The basic problem is one of where and when to use trade sanctions. Labor groups want members of the WTO to be able to impose trade sanctions on countries that are not abiding by internationally recognized labor standards. Developing nations believe that such sanctions are simply protectionist devices by industrialized nations to deny the developing world its advantage of a low-wage work force. Environmental groups want members to be able to impose sanctions on countries that do not pursue certain environmental goals.
Sanctions are the stick approach. While there are times when sanctions will be necessary in labor and environmental issues, I suggest the WTO adopt the carrot approach.

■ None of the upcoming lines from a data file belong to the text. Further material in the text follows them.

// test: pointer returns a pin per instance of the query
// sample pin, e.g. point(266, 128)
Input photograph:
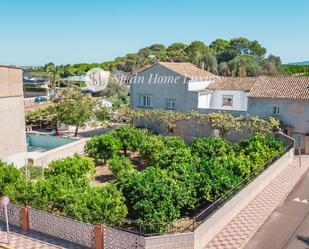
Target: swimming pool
point(42, 142)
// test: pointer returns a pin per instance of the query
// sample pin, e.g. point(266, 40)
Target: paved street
point(33, 240)
point(288, 225)
point(244, 226)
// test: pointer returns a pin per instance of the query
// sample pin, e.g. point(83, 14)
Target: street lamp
point(4, 201)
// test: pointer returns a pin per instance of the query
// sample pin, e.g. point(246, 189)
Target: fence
point(194, 232)
point(205, 210)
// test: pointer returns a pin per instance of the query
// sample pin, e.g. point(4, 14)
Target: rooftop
point(233, 83)
point(281, 87)
point(188, 70)
point(185, 69)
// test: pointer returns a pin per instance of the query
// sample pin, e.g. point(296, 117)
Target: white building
point(12, 128)
point(185, 87)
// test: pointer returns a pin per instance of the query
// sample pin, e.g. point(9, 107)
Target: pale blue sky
point(35, 32)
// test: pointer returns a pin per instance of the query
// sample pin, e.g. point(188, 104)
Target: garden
point(157, 180)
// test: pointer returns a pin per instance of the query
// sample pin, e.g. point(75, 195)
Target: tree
point(223, 50)
point(129, 137)
point(223, 69)
point(245, 65)
point(53, 73)
point(151, 148)
point(103, 147)
point(243, 46)
point(75, 108)
point(195, 52)
point(211, 63)
point(271, 65)
point(120, 165)
point(74, 167)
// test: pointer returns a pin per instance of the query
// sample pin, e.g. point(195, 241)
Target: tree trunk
point(76, 131)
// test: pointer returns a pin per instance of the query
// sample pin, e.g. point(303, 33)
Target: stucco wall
point(292, 113)
point(239, 100)
point(12, 124)
point(162, 91)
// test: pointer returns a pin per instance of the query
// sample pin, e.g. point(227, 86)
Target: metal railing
point(204, 212)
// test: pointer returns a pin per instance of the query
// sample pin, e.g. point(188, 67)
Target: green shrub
point(35, 172)
point(129, 137)
point(120, 165)
point(151, 149)
point(34, 117)
point(75, 167)
point(103, 147)
point(211, 147)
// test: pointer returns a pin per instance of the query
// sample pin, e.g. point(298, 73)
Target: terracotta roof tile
point(233, 83)
point(281, 87)
point(141, 69)
point(188, 70)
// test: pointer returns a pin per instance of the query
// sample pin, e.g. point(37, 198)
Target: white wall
point(197, 85)
point(12, 117)
point(204, 100)
point(240, 100)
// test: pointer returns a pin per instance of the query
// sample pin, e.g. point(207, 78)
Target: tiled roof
point(141, 69)
point(281, 87)
point(188, 70)
point(233, 83)
point(13, 67)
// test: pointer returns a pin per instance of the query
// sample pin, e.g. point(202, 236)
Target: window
point(145, 100)
point(276, 110)
point(170, 104)
point(227, 100)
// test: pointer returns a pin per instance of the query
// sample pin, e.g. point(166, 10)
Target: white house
point(185, 87)
point(226, 93)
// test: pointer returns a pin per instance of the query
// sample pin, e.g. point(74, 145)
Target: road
point(288, 225)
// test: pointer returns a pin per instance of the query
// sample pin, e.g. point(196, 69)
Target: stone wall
point(12, 130)
point(60, 227)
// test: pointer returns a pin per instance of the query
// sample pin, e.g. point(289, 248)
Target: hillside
point(302, 63)
point(235, 57)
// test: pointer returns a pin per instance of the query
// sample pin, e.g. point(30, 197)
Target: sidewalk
point(241, 229)
point(33, 240)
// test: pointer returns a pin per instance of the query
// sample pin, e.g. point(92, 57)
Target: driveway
point(288, 225)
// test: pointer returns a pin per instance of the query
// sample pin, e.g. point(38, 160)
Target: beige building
point(12, 117)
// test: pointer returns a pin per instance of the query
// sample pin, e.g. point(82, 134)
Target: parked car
point(40, 99)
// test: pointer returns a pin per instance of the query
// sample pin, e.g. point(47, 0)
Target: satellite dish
point(4, 200)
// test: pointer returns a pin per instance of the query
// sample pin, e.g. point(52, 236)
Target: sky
point(35, 32)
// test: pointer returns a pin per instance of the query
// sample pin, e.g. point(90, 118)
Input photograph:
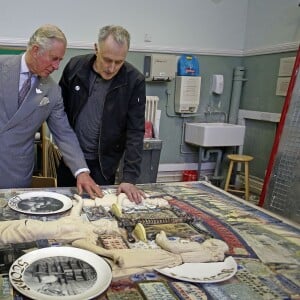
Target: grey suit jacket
point(18, 126)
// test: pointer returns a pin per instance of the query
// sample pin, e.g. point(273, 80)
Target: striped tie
point(25, 89)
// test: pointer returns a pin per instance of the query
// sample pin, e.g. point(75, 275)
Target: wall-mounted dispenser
point(159, 67)
point(187, 94)
point(217, 85)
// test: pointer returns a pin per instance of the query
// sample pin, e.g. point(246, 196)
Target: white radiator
point(151, 108)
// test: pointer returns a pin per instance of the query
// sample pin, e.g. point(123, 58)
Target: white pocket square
point(44, 101)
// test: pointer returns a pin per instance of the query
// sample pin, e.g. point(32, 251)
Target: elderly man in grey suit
point(28, 97)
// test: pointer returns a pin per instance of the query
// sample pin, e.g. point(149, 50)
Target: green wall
point(258, 95)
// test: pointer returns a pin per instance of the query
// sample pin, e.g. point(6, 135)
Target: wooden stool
point(236, 158)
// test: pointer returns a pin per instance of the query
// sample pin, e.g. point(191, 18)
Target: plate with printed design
point(209, 272)
point(40, 203)
point(60, 273)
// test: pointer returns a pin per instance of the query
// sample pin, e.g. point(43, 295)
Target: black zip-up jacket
point(123, 120)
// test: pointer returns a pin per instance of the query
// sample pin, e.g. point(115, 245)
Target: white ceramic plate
point(40, 203)
point(202, 272)
point(60, 273)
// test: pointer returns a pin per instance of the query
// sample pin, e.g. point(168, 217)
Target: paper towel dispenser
point(159, 67)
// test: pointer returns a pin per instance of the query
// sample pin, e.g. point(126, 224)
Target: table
point(266, 247)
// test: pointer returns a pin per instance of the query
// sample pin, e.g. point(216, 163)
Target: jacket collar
point(84, 73)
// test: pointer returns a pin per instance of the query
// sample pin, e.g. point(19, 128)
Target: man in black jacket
point(104, 98)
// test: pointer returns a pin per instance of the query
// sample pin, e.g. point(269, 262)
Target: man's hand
point(86, 183)
point(132, 192)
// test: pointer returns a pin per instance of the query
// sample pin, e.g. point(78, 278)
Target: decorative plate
point(203, 272)
point(60, 273)
point(40, 203)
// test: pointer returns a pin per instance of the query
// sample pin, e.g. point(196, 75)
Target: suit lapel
point(9, 81)
point(30, 103)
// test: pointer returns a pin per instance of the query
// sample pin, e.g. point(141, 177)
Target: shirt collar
point(24, 68)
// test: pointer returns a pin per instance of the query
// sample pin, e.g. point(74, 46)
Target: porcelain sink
point(214, 134)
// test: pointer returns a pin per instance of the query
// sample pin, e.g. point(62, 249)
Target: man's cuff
point(81, 171)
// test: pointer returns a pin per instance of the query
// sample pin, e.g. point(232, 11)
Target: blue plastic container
point(188, 65)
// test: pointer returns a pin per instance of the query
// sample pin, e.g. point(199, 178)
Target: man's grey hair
point(120, 34)
point(45, 35)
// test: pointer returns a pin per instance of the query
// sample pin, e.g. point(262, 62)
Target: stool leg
point(246, 181)
point(228, 175)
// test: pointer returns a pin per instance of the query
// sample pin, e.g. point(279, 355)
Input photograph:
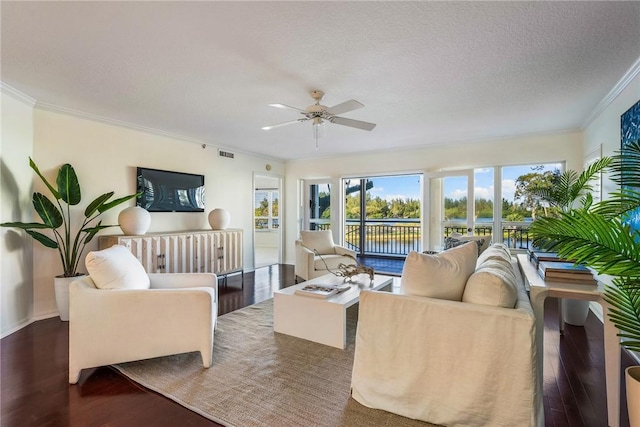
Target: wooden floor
point(35, 389)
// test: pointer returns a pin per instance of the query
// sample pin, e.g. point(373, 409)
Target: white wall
point(512, 151)
point(105, 157)
point(16, 292)
point(604, 129)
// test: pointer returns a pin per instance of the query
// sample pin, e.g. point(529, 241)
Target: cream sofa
point(456, 347)
point(119, 313)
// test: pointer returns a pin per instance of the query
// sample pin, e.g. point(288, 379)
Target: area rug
point(262, 378)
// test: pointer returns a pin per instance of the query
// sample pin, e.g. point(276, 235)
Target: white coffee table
point(322, 320)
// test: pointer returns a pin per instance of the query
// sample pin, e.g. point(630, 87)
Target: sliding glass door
point(382, 214)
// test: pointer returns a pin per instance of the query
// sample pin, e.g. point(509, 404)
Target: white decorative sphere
point(219, 219)
point(134, 220)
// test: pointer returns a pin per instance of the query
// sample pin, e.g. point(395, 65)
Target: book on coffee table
point(320, 291)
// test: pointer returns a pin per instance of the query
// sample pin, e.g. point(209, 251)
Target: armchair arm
point(184, 280)
point(341, 250)
point(304, 260)
point(446, 362)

For example, the industrialized world should target international debt relief to those countries that liberalize trade and agree to use the freed-up resources to address social conditions and raise environmental standards. With respect to labor issues, the WTO should cooperate much more closely with the
in providing assistance to workers in developing countries who are dislocated on account of trade liberalization policies. The U.S. has a similar program, and it has been very successful in providing assistance and training to workers who lose their jobs as a result of competition from the
North American Free Trade Agreement
On the environmental side, international environmental organizations should be strengthened so that more multilateral environmental agreements can be negotiated. The U.S. infuriates developing countries when it tries to impose environmental goals on other countries that do not directly impact the U.S. environment. That problem can be addressed by international agreements, such as the global ban on ivory trade or whaling, two trade restrictions which, not surprisingly, have not been challenged in the WTO. For its part, the WTO should clarify that multilateral environmental agreements can not be challenged in the WTO.
Give the protesters their due: They have raised some legitimate criticisms about the WTO -- for example, no one can seriously defend the WTO's secrecy -- and about globalization in general. Some of their complaints are not so legitimate. For example, it is simply not true that the U.S. weakened the
Clean Air Act
as a result of a WTO challenge. However, I believe pro-trade advocates ignore the protesters at their peril, especially if the result of the ruckus in Seattle is a reversal in globalization.
David Kurapka wrote speeches for Treasury Secretary Robert Rubin from 1996 until 1999. Before that, he was U.S. Trade Representative Mickey Kantor's speechwriter from 1993 to 1996. Kurapka writes from Oakland, Calif.